Наконец Линден снял монокль.
– Ви поняли листовка?
– Да, да. Все поняла.
– Ви это поддерживаит?
– Разумеется.
– Корош девушк. – Линден сел на свое место и испытующе поглядел на Апчару, потом снова уставился в бумагу.
– Поставьте, пожалуйста, резолюцию. – У Апчары щеки выбросили два ярких красных флажка, глаза налились слезами, дрогнули углы губ.
– Айн резолютион? – Линден понимал, что от него требуют. – Пожалуйста…
Комендант на чистом поле в конце текста, пониже кривых букв, из которых состояла подпись Мисоста, написал одно лишь слово «прюфен» и расписался.
Апчара чуть не выхватила письмо из рук коменданта, боясь, как бы он не раздумал. Она встала, чтобы уйти.
– Фюрер есть друг Кабардинии, Балкарии, Чечении. Большой друг есть. Понимайт?
– Понимаю. – Апчара дрожала всем телом.
Через минуту она уже бежала мимо часового, и ее никто не остановил.
…Апчара старалась представить себе лагерь, где томится Чока, но в ее воображении вставали только пионерские лагеря с палатками.
Бекан всю дорогу расхваливал хозяйку мазанки и уверял Апчару, что она примет их как близких родственников. Бекан прихватил для нее вяленое мясо – баранью ногу. Такое подношение, конечно, раздобрит ее, и хозяйка разрешит им остановиться и переночевать у нее.
Это радовало и Апчару. За долгую дорогу она так продрогла, что не раз слезала с двуколки и бежала следом, чтобы хоть немного согреться. Она бежала и повторяла вслух немецкие слова, которые знала. Только теперь она пожалела, что плохо учила немецкий язык в школе. Если б знать, как будет необходим этот язык, учила бы его не только ради экзаменов.
Вопреки ожиданиям Бекана, хозяйка мазанки приняла гостей очень холодно. Правда, белокурый мальчонка сразу узнал старика, побежал ему навстречу, блестя глазенками, надеясь на что-нибудь вкусненькое. Его матери не хватало решительности сказать гостям: «Уходите от моего дома», но и приглашать в мазанку она не приглашала. Бекан сразу вытащил все гостинцы.
Женщину смягчило не столько мясо, сколько вид девушки, посиневшей от холода.

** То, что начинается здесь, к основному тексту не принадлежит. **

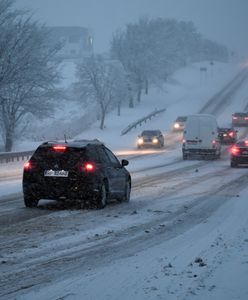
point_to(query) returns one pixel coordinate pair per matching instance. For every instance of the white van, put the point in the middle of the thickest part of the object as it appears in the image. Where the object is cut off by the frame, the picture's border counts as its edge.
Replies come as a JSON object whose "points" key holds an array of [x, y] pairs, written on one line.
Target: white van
{"points": [[200, 137]]}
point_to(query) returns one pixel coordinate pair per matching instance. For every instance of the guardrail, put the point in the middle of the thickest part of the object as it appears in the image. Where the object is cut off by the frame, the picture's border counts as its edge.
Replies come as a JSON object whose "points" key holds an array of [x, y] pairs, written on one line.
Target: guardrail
{"points": [[7, 157], [142, 120]]}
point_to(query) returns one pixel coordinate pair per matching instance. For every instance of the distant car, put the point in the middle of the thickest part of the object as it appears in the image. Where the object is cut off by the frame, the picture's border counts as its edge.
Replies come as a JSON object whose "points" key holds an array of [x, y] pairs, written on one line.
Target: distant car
{"points": [[150, 138], [179, 123], [83, 170], [239, 153], [240, 119], [227, 135]]}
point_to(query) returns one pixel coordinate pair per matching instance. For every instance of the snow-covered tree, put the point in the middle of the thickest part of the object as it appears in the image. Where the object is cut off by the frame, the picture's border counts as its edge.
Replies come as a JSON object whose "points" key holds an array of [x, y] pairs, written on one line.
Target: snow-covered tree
{"points": [[27, 73], [150, 50], [101, 81]]}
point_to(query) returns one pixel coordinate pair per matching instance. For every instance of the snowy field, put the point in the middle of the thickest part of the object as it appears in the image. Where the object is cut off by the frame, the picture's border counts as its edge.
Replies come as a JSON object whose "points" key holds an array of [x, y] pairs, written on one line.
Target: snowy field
{"points": [[184, 234]]}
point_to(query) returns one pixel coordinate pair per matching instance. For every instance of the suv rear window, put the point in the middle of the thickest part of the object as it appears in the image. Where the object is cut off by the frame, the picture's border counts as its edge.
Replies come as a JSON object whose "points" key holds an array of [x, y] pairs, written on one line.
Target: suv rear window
{"points": [[181, 119], [151, 132]]}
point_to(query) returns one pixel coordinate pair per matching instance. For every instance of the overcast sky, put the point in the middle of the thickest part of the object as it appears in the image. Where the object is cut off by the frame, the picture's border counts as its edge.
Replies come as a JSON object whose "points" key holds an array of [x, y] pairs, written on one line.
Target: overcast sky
{"points": [[225, 21]]}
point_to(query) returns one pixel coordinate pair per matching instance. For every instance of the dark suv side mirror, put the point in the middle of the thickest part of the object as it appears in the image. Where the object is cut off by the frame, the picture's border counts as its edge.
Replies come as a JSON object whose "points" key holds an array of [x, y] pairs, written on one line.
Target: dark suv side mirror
{"points": [[124, 162]]}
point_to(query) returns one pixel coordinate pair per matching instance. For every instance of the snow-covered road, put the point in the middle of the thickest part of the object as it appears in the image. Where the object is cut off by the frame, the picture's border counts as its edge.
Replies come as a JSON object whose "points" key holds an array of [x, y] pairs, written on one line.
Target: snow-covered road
{"points": [[183, 235]]}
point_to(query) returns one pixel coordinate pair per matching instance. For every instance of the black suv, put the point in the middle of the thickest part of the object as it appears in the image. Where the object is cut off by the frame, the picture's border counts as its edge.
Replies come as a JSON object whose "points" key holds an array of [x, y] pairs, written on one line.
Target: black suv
{"points": [[82, 170], [150, 138], [240, 119]]}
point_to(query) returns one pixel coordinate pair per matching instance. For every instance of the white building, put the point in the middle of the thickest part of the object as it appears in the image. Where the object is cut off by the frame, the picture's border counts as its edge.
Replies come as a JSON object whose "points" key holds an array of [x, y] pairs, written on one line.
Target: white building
{"points": [[76, 41]]}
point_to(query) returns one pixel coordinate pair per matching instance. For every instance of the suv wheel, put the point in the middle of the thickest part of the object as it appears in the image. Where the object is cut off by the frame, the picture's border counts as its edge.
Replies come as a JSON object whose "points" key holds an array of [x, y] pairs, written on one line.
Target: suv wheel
{"points": [[30, 201], [126, 197], [101, 200]]}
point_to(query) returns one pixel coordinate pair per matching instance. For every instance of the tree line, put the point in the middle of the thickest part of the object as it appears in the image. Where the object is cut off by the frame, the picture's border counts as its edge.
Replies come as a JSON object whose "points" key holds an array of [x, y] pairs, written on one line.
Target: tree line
{"points": [[27, 72]]}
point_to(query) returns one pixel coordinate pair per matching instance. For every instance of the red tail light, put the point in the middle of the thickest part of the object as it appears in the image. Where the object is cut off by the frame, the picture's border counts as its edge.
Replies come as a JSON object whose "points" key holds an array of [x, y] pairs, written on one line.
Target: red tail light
{"points": [[89, 167], [235, 150], [27, 166], [59, 148]]}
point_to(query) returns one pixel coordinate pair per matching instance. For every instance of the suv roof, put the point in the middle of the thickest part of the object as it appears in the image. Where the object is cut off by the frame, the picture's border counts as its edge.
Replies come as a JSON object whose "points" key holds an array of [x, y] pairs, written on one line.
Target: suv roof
{"points": [[73, 144]]}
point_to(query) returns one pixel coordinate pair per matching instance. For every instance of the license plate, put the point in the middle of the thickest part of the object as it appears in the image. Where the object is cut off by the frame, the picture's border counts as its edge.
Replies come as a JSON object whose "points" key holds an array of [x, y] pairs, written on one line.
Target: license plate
{"points": [[56, 173], [191, 142]]}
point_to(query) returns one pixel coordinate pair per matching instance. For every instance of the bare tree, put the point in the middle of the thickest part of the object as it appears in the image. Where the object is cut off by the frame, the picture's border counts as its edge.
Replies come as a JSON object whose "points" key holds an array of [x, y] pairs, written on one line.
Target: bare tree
{"points": [[27, 73], [102, 81]]}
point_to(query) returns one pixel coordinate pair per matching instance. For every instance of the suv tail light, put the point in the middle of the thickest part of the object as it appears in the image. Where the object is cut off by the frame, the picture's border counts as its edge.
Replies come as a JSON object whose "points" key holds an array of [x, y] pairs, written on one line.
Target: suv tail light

– Заходите, коли так, – наконец промолвила она. В темной мазанке за ужином женщина рассказала Бекану и Апчаре о своем постояльце – лагерном труповозе, который вернется с дежурства после двенадцати ночи. На кровати – новая постель, там и спит постоялец. Женщина с мальчиком спят на большом кованом сундуке.
После ужина стали ждать возвращения постояльца: хозяйка со страхом, а Бекан и Апчара с надеждой и тревогой. Апчара все-таки верила, что ее бумага с резолюцией коменданта стоит много.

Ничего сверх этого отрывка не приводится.